The officials said there had been some 90 attacks on US targets in Iraq since May 2019 carried out by Iranian-backed Iraqi militias, including Kataeb Hezbollah, whose leader, Abu Mahdi al-Muhandis, was killed alongside Mr Soleimani. The attacks were intended not only to force the US to escalate tensions by provoking a military response in the hope that it would lead to a return to the negotiating table but also an environment conducive to a withdrawal of US forces from Iraq at the behest of the Iraqi government and/or public pressure.
“The nearly eight months in which the United States did not respond forcefully to a series of military provocations and attacks almost certainly contributed to the increasingly assertive and audacious actions by Iran and its proxies,” said Michael Eisenstadt, an expert on the military and strategy at the Washington Institute for Near East Policy (WINEP).
Mr Trump’s apparent, so far disproven, belief that bluster and intimidation will force his adversaries coupled with television images of the besieged US embassy in Baghdad is likely what persuaded him to respond disproportionately to the killing of a US contractor by assassinating Mr Soleimani.
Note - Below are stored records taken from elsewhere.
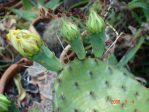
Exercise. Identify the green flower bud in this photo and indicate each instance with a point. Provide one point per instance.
(95, 23)
(69, 30)
(4, 103)
(25, 42)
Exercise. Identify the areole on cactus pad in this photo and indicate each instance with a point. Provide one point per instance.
(92, 85)
(86, 84)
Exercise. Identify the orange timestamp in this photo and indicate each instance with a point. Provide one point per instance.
(117, 101)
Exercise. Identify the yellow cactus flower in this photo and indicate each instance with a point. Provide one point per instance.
(69, 30)
(94, 23)
(25, 42)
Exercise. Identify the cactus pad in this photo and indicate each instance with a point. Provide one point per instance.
(91, 85)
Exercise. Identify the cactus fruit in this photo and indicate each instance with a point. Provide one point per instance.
(88, 84)
(92, 86)
(71, 34)
(96, 27)
(4, 103)
(31, 46)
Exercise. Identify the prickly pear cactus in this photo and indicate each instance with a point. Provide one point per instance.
(86, 84)
(93, 86)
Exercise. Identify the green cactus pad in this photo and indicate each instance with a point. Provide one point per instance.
(94, 86)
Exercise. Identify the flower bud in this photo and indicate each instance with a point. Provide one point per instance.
(4, 103)
(69, 30)
(25, 42)
(95, 23)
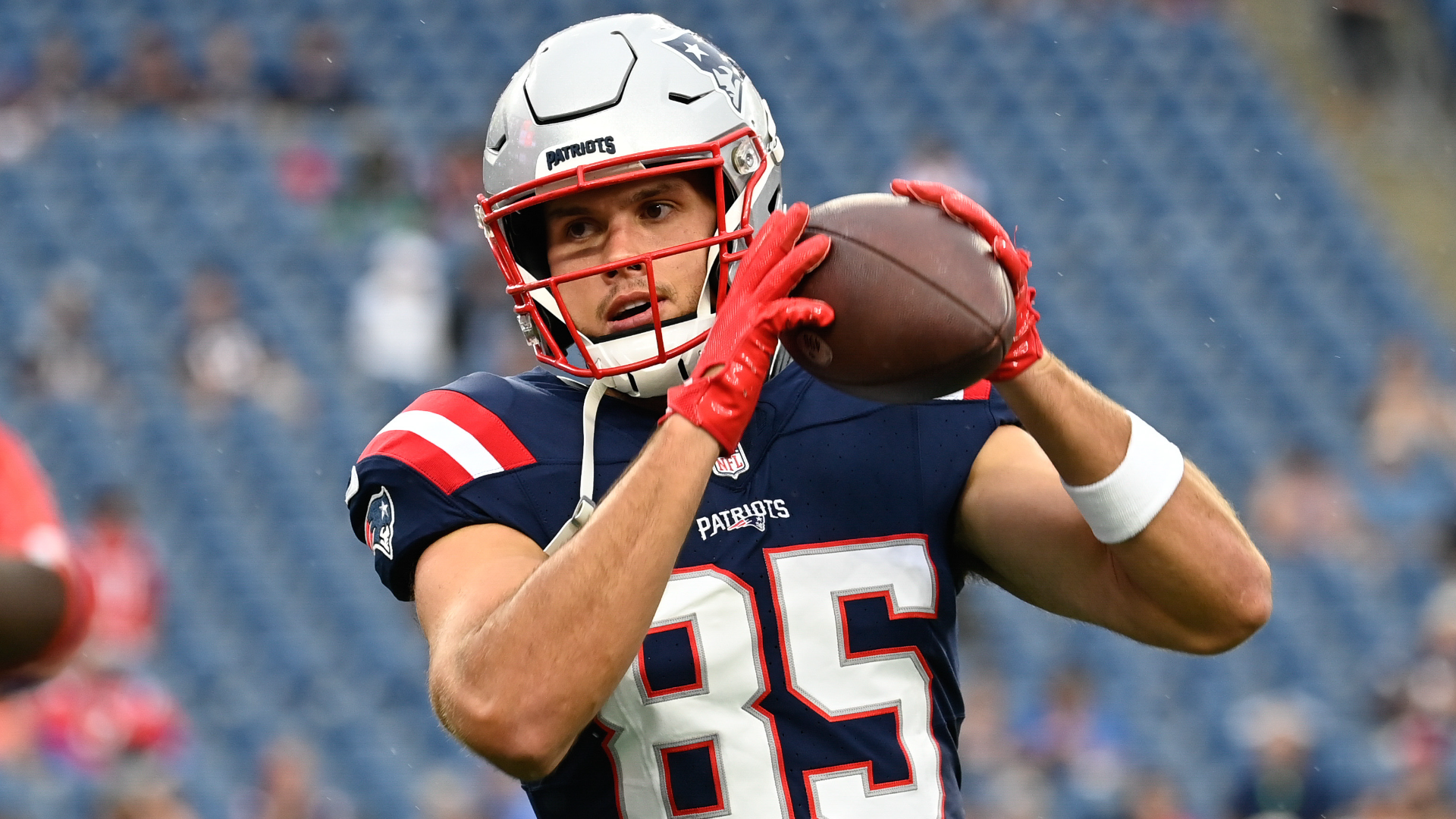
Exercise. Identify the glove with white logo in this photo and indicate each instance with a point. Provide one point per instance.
(726, 385)
(1025, 346)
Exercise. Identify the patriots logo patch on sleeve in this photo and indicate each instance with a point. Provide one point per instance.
(379, 523)
(711, 61)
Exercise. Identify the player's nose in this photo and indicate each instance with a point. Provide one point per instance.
(625, 242)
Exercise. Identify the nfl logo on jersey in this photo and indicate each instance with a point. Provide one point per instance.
(379, 523)
(733, 465)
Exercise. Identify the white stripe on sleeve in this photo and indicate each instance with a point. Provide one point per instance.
(453, 441)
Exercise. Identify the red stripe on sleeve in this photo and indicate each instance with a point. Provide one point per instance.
(424, 457)
(485, 426)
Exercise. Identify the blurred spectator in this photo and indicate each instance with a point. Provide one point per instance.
(58, 85)
(398, 314)
(376, 197)
(1362, 31)
(484, 333)
(142, 790)
(1155, 796)
(58, 357)
(1018, 790)
(306, 174)
(17, 732)
(153, 74)
(443, 793)
(289, 787)
(1410, 413)
(231, 67)
(224, 359)
(987, 751)
(127, 579)
(504, 798)
(937, 161)
(456, 184)
(1282, 780)
(318, 74)
(1419, 706)
(1078, 745)
(92, 717)
(1301, 504)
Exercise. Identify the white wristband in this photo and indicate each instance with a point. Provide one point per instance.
(1128, 500)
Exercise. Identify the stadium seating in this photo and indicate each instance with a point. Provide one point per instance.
(1193, 254)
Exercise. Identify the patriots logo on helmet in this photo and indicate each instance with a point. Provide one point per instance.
(379, 523)
(714, 63)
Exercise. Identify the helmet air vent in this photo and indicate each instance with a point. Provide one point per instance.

Iran hopes that the scare of an escalating tit-for-tat that gets out of control will energise efforts to bring the United States and the Islamic republic back to the negotiating table. To do so, a third party with leverage on both sides of the divide like Oman would have to bridge a gap on the terms of reviving negotiations aimed at reinstituting the nuclear accord that has been widened by Mr Soleimani’s killing. Revival of the agreement would have to involve revised terms that include Iran’s controversial ballistic missiles programme and support for proxies across the Middle East, the core of its defence strategy.
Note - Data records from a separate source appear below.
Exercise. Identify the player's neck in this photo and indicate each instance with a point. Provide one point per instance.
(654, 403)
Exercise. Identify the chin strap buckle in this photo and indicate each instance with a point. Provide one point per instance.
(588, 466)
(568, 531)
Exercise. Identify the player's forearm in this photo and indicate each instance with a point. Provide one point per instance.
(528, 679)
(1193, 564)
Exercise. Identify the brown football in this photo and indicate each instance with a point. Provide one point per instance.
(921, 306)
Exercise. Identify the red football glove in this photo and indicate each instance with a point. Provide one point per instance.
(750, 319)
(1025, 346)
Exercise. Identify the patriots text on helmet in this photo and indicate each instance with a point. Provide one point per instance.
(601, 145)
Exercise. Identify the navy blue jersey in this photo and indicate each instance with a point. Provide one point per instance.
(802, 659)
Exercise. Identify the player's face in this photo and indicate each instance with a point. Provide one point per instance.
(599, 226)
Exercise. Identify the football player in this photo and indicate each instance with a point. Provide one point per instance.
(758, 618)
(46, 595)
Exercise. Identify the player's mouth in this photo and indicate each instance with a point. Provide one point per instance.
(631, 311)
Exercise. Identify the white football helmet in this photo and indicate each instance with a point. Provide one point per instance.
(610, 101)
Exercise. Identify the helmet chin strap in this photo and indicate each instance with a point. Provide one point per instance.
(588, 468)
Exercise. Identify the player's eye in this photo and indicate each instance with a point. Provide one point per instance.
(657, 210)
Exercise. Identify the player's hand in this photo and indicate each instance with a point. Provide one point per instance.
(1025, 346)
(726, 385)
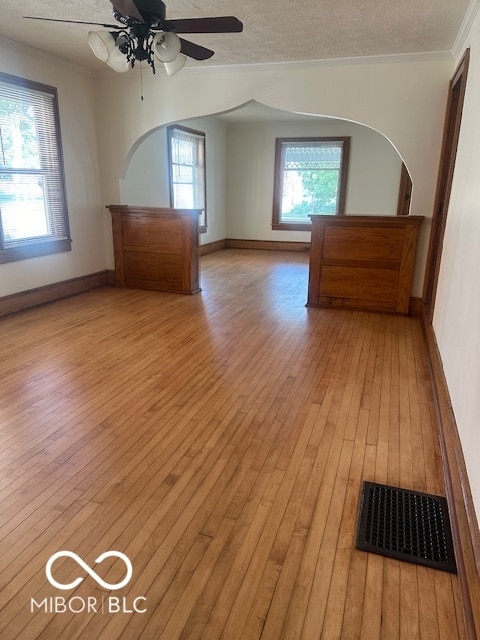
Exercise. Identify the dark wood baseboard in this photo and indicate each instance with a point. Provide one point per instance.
(464, 522)
(211, 247)
(415, 307)
(267, 245)
(35, 297)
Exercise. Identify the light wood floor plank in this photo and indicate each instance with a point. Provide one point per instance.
(220, 441)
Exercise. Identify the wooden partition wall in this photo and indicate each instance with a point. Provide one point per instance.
(362, 262)
(156, 248)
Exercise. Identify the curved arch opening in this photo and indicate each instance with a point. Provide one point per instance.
(240, 144)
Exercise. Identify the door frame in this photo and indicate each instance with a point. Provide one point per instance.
(451, 132)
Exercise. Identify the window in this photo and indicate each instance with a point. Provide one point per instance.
(187, 170)
(310, 178)
(33, 211)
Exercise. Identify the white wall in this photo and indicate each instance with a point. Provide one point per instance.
(457, 311)
(76, 96)
(146, 178)
(373, 179)
(404, 100)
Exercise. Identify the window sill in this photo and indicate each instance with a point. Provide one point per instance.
(292, 226)
(24, 252)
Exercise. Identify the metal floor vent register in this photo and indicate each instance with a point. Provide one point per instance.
(406, 525)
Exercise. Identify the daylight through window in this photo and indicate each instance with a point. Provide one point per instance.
(33, 212)
(310, 178)
(187, 170)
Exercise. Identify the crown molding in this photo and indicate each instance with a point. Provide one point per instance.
(460, 41)
(295, 65)
(428, 56)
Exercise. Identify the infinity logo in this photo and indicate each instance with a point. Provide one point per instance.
(95, 576)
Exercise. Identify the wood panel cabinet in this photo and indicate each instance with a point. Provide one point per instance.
(362, 262)
(156, 248)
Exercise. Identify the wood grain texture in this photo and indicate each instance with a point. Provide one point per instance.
(220, 441)
(156, 248)
(363, 262)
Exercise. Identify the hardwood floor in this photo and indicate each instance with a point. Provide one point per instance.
(220, 442)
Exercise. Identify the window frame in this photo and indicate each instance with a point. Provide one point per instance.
(35, 247)
(277, 222)
(202, 136)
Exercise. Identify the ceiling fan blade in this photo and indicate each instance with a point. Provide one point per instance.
(98, 24)
(128, 9)
(195, 51)
(221, 24)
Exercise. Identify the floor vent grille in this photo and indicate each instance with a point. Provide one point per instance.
(406, 525)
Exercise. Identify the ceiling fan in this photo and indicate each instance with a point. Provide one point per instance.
(143, 33)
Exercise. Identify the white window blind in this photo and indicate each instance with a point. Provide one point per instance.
(32, 195)
(187, 170)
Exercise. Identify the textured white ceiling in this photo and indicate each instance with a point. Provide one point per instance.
(274, 30)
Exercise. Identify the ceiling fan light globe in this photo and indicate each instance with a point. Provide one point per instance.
(166, 46)
(177, 65)
(102, 43)
(118, 61)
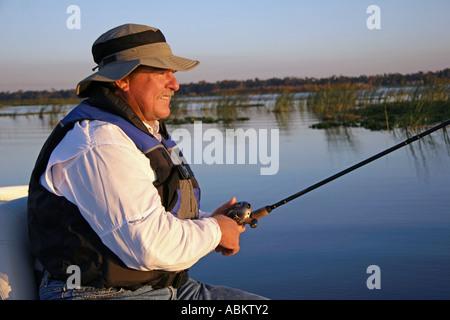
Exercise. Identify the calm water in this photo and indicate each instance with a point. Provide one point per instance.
(393, 213)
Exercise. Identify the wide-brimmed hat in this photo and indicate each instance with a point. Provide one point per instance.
(119, 51)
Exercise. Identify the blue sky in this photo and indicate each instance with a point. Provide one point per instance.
(232, 39)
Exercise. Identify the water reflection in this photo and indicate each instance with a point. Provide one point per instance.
(393, 213)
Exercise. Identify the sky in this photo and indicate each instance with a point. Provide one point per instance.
(233, 40)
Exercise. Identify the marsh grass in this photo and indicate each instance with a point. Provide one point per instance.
(388, 109)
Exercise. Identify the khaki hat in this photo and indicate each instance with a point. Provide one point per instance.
(119, 51)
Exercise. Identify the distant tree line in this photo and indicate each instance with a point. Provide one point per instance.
(256, 86)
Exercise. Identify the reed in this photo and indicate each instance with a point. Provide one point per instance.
(385, 109)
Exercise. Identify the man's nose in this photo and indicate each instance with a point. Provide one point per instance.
(172, 82)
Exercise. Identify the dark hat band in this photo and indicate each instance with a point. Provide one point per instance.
(103, 49)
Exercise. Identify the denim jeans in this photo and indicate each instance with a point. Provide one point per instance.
(191, 290)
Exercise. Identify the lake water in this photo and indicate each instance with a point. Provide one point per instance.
(393, 213)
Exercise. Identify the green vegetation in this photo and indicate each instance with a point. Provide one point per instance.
(381, 109)
(381, 102)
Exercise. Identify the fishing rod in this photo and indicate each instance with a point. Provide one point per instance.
(242, 211)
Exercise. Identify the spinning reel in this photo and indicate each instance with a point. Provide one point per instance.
(242, 214)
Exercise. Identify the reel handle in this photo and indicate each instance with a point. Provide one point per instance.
(241, 213)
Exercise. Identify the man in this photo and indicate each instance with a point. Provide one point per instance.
(110, 193)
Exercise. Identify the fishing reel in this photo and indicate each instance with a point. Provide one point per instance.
(241, 213)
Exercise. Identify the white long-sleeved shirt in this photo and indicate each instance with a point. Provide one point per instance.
(98, 168)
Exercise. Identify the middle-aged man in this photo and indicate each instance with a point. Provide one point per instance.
(110, 195)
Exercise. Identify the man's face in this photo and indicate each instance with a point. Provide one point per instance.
(148, 92)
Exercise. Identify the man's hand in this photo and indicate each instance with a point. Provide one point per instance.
(229, 243)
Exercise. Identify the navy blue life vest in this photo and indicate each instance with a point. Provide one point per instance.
(59, 234)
Timing is of the essence. Dialling down tension at best buys the United States and Iran time. It does not solve anything. Mr Pompeo, the US Secretary of State, insisted this week that the Trump administration’s goal was to “contain and confront” Iran.
Iran retains a vested interest in strategic escalation. It may hope that the current crisis is the monkey wrench that breaks the logjam but will seek to again push things to the brink if it is disappointed.
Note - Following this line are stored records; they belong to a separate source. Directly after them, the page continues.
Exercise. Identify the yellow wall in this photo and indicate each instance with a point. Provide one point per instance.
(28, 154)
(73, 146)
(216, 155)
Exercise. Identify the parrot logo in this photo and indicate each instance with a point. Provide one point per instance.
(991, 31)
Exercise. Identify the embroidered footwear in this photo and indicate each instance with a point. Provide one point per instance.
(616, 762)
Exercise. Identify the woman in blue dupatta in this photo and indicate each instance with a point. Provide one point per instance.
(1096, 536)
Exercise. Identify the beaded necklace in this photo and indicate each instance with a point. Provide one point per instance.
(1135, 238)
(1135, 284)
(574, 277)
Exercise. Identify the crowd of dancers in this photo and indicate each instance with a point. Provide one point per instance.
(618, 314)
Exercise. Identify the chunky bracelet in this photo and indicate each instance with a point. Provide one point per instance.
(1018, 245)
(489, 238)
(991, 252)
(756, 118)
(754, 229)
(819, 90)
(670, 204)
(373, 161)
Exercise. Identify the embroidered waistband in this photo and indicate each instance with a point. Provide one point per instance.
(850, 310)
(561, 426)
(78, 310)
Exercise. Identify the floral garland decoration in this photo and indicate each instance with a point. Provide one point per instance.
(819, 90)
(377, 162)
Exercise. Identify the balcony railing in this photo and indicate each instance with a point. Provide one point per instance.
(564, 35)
Said The Washington Post in an editorial prior to Mr Trump’s latest remarks: “The way to avoid these outcomes is to work with allies and other intermediaries to offer Iran a diplomatic solution, before the slide toward war becomes irreversible. In short, what’s needed is Mr Pompeo’s ‘de-escalation,’ not Mr Trump’s reckless threats.”
Mr Trump, however, has proven that he can go either way.
Dr James M Dorsey is a senior fellow at Nanyang Technological University’s S. Rajaratnam School of International Studies, an adjunct senior research fellow at the National University of Singapore’s Middle East Institute, and co-director of the University of Wuerzburg’s Institute of Fan Culture.